We’re excited about this new study from Jeremiah J. Johnston, Unanswered. The study looks at the “big questions” we’re being asked in today’s culture about Christianity. We’re looking forward to reading it ourselves. This is not a women’s study specifically, so you should feel comfortable doing it in a group with men and women as well as a group of just women or just yourself! We hope you enjoy the excerpt below. For more information on the study, to see a sample chapter, and to order it, click here.
—–
Steve Jobs was one of the most iconic people of our time. His innovations have shaped and connected the world. No wonder he appeared on the cover of Time eight times between 1982 and 2011. Earlier in life Steve Jobs had an unanswered question that, tragically, caused him to walk away from his Christian faith. Walter Isaacson wrote these chilling words about Jobs’s loss of faith at 13 years of age:
In July 1968 Life magazine published a shocking cover showing a pair of starving children in Biafra.
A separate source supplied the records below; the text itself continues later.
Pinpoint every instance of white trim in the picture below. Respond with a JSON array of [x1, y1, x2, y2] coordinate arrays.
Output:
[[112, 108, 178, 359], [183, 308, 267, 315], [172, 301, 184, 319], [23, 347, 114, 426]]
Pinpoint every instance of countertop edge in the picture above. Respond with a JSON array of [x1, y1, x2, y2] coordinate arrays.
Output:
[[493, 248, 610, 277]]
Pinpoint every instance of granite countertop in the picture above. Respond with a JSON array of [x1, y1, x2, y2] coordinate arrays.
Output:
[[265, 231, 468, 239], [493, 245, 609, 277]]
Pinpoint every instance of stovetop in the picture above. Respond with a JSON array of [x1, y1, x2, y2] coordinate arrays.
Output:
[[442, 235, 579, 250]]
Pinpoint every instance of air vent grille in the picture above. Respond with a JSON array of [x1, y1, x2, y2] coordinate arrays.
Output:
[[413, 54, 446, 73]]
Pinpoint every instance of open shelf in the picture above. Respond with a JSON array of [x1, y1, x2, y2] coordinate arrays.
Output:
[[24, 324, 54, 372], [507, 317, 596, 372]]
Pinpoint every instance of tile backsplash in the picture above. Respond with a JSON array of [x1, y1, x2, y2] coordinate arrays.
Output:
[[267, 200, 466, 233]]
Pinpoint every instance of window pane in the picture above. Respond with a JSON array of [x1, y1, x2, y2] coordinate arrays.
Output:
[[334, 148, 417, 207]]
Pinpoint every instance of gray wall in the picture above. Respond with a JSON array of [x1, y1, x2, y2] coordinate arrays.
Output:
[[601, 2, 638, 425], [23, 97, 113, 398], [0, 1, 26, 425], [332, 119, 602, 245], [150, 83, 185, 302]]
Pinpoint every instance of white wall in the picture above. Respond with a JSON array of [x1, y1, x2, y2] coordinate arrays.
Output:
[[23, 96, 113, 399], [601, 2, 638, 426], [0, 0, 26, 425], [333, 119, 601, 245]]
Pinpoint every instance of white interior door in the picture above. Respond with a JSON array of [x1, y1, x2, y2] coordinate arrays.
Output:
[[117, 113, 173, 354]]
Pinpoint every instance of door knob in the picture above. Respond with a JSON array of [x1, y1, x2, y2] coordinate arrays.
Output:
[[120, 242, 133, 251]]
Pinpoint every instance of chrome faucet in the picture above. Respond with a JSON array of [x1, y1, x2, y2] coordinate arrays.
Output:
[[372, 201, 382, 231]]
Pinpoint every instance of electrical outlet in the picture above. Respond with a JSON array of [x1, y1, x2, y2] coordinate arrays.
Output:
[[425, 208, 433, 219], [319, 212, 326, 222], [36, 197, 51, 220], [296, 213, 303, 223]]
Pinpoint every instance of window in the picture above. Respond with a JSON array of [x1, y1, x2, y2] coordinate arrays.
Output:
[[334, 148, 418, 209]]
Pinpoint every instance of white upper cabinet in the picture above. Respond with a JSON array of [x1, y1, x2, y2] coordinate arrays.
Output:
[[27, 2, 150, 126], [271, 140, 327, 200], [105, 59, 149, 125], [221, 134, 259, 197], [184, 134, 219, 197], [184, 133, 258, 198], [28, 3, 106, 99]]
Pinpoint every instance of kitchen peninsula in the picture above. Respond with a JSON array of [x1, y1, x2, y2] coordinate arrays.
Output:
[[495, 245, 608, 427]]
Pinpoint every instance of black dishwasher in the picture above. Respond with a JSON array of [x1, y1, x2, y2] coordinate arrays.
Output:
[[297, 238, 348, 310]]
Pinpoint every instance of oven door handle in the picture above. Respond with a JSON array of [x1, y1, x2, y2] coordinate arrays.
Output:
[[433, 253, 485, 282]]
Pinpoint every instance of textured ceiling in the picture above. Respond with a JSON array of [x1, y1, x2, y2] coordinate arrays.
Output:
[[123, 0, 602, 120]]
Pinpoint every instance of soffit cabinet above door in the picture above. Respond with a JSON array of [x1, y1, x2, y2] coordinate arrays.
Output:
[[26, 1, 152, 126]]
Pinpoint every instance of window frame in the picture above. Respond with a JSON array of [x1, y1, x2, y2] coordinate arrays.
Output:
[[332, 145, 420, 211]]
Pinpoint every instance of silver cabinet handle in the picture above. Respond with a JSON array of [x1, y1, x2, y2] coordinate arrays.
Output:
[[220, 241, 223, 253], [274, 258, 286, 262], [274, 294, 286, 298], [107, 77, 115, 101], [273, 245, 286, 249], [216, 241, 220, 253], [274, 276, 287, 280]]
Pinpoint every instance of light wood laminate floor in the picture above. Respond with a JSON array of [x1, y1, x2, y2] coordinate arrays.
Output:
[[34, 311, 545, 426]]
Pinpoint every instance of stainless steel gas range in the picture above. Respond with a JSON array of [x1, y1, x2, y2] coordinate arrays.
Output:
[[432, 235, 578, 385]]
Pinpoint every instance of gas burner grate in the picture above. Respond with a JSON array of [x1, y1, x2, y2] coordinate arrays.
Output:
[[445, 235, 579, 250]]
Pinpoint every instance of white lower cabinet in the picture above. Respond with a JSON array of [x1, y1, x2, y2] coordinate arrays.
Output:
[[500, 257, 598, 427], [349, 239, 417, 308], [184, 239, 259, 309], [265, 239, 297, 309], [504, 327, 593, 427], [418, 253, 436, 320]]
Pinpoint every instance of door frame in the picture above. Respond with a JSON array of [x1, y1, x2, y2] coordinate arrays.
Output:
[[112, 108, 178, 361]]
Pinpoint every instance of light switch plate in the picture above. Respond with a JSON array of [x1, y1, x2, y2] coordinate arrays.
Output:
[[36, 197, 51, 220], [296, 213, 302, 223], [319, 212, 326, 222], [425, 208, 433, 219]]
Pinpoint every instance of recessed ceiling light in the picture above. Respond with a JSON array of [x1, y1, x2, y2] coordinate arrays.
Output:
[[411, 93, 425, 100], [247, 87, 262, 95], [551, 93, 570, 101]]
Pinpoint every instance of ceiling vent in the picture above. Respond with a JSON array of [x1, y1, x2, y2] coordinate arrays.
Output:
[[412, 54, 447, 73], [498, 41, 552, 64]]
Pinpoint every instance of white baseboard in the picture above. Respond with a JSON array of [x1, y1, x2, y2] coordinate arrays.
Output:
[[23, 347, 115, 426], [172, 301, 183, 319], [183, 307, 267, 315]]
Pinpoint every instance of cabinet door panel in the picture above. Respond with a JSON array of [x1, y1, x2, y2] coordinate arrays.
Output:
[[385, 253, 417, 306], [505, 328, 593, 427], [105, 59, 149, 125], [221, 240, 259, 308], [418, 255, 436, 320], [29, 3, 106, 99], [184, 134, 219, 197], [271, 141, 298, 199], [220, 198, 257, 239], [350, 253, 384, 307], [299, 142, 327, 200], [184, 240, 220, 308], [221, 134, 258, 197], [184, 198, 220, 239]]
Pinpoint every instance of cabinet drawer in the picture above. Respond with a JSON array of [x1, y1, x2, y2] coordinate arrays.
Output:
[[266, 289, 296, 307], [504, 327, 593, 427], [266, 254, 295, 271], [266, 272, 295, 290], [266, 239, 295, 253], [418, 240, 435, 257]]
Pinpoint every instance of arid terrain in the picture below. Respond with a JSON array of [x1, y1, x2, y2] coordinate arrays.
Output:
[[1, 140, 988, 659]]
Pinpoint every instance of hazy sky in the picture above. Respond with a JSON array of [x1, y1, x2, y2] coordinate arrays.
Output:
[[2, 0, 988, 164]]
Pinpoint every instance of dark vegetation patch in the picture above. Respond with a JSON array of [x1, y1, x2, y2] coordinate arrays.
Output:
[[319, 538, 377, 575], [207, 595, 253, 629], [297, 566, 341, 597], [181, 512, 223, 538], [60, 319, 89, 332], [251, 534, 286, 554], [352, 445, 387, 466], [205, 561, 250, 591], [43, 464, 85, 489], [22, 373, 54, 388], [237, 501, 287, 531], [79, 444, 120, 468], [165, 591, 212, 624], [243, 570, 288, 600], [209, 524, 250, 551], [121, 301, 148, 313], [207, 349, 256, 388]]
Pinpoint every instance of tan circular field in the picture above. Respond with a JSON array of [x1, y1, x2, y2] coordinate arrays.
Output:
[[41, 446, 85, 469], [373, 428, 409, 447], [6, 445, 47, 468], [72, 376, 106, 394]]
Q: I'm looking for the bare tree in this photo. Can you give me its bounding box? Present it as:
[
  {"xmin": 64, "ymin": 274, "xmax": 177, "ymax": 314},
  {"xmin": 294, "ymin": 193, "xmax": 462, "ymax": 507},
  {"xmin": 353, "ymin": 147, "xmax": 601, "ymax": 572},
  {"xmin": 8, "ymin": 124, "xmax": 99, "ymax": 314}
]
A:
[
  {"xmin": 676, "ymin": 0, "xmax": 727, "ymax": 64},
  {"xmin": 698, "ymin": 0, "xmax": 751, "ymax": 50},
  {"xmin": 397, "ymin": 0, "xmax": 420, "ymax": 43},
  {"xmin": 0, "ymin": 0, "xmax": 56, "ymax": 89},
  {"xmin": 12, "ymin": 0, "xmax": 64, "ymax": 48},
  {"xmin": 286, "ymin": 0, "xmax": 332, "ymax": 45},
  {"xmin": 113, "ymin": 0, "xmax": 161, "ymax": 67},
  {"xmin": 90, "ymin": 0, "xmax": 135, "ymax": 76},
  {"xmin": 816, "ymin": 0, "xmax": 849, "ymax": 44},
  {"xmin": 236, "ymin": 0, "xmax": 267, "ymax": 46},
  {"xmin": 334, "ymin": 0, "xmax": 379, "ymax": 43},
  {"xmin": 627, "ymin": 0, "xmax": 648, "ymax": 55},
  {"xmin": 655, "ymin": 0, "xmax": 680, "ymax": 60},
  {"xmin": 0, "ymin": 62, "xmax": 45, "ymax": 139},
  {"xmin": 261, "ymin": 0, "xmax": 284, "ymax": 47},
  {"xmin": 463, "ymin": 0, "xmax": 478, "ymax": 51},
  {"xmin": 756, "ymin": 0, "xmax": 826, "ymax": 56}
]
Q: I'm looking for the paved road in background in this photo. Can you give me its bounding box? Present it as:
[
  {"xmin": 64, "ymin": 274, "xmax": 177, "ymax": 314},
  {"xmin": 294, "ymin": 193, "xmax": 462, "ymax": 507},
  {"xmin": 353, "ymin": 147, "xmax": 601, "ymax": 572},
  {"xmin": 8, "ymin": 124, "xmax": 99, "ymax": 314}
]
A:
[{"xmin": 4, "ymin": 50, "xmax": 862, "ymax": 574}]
Jobs took it to Sunday school and confronted the church’s pastor. “If I raise my finger, will God know which one I’m going to raise even before I do it?” The pastor answered, “Yes, God knows everything.” Jobs then pulled out the Life cover and asked, “Well, does God know about this and what’s going to happen to those children?” “Steve, I know you don’t understand, but yes, God knows about that.” Jobs announced that he didn’t want to have anything to do with worshipping such a God, and he never went back to church.*
Perhaps the most prevalent unanswered question people have today is the question of tragedy, pain, and suffering. As Christian thinkers, we must be prepared to answer these questions for the young Steve Jobses of the world.
Here are four principles that affirm God’s ultimate power over and purpose for evil and suffering in our world.
1. GOD ALLOWS AND IS IN CONTROL OF ALL MY CHALLENGES.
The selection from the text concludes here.